DM2 + IC-FER + HbA1c ↑ → Adicionar Inibidor SGLT-2 para benefícios glicêmicos e CV.
Em pacientes com diabetes tipo 2 e insuficiência cardíaca com fração de ejeção reduzida (IC-FER), os inibidores de SGLT-2 são a classe de medicamentos de segunda linha preferencial, devido aos seus comprovados benefícios na redução de eventos cardiovasculares e hospitalizações por IC, além do controle glicêmico.

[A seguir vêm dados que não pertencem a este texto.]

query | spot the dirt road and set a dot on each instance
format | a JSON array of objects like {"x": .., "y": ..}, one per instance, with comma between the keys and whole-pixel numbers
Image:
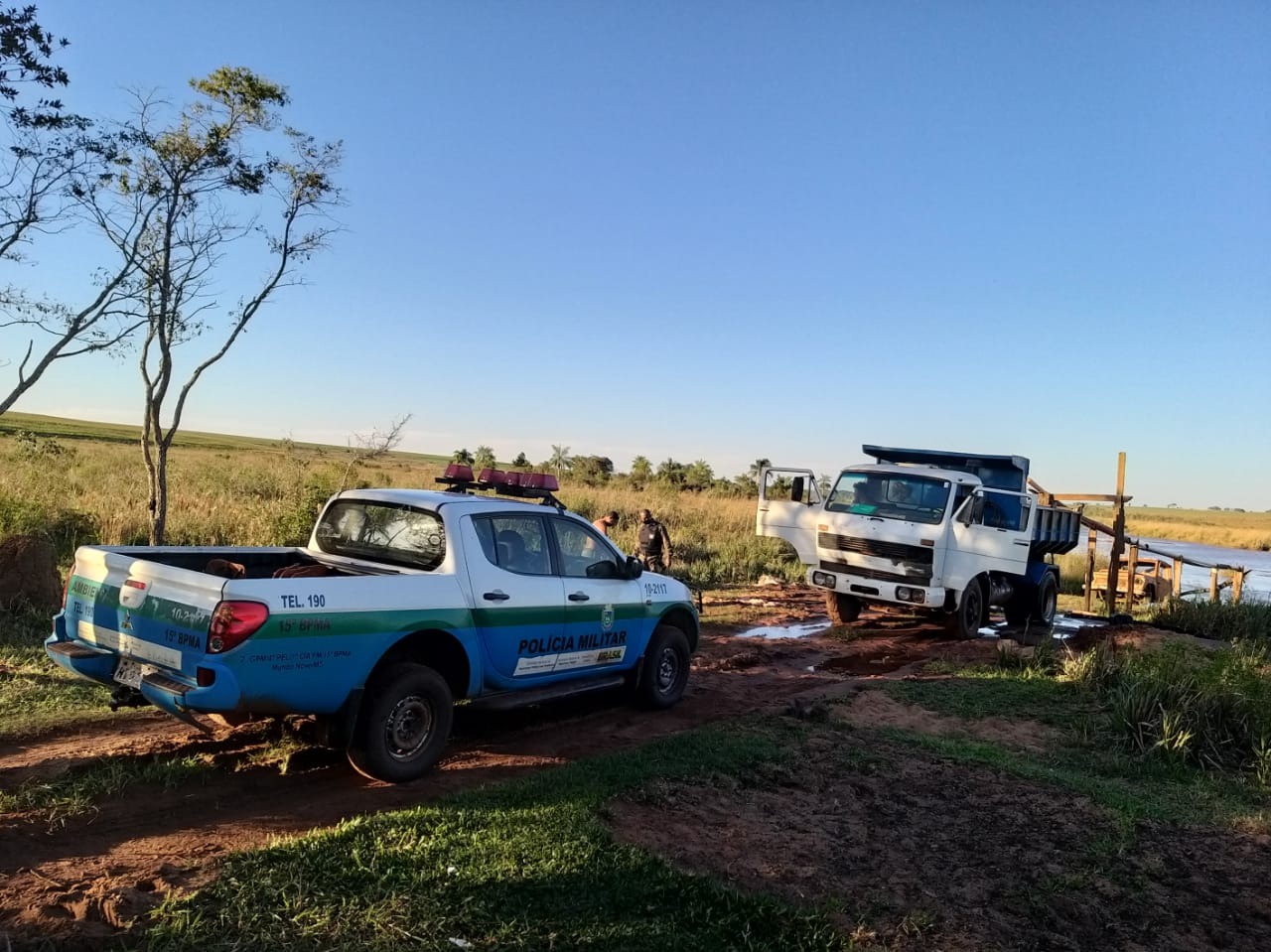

O manejo do Diabetes Mellitus tipo 2 (DM2) em pacientes com comorbidades cardiovasculares, como a insuficiência cardíaca com fração de ejeção reduzida (IC-FER), exige uma abordagem terapêutica que vá além do simples controle glicêmico. A epidemiologia mostra que DM2 e IC-FER frequentemente coexistem, aumentando significativamente a morbimortalidade. As diretrizes atuais, incluindo as da Sociedade Brasileira de Diabetes (SBD), enfatizam a importância de medicamentos com benefícios cardiovasculares e renais comprovados nesses pacientes. A fisiopatologia da IC-FER no DM2 é multifatorial, envolvendo disfunção endotelial, inflamação, fibrose miocárdica e alterações metabólicas. O diagnóstico de DM2 com controle glicêmico inadequado (HbA1c de 8,0%) e IC-FER estabelecida direciona a escolha de uma terapia adjuvante à metformina. É crucial suspeitar de piora do controle glicêmico ou da IC quando há sintomas como dispneia, fadiga ou edema, mesmo em uso de medicação. Nesse cenário, os inibidores de SGLT-2 (cotransportador de sódio-glicose 2), como dapagliflozina e empagliflozina, são a escolha preferencial. Eles atuam promovendo glicosúria e natriurese, o que leva a uma redução da pré-carga e pós-carga cardíaca, melhora da função renal e efeitos anti-inflamatórios. Seus benefícios na redução de hospitalizações por IC e eventos cardiovasculares maiores são robustos e independentes do efeito na HbA1c. O prognóstico dos pacientes com DM2 e IC-FER é significativamente melhorado com a introdução precoce desses agentes, tornando-os uma pedra angular no tratamento moderno.
Inibidores de SGLT-2 demonstraram em grandes estudos clínicos reduzir significativamente o risco de hospitalizações por insuficiência cardíaca e eventos cardiovasculares maiores em pacientes com DM2 e IC-FER, independentemente do controle glicêmico.
Seus mecanismos incluem diurese osmótica (redução de pré-carga), melhora da função renal, redução da pressão arterial, melhora do metabolismo cardíaco (utilização de corpos cetônicos), e efeitos anti-inflamatórios e antifibróticos.
Além dos inibidores de SGLT-2, os agonistas do receptor de GLP-1 também são fortemente recomendados para pacientes com DM2 e doença cardiovascular aterosclerótica estabelecida, devido aos seus benefícios cardiovasculares comprovados.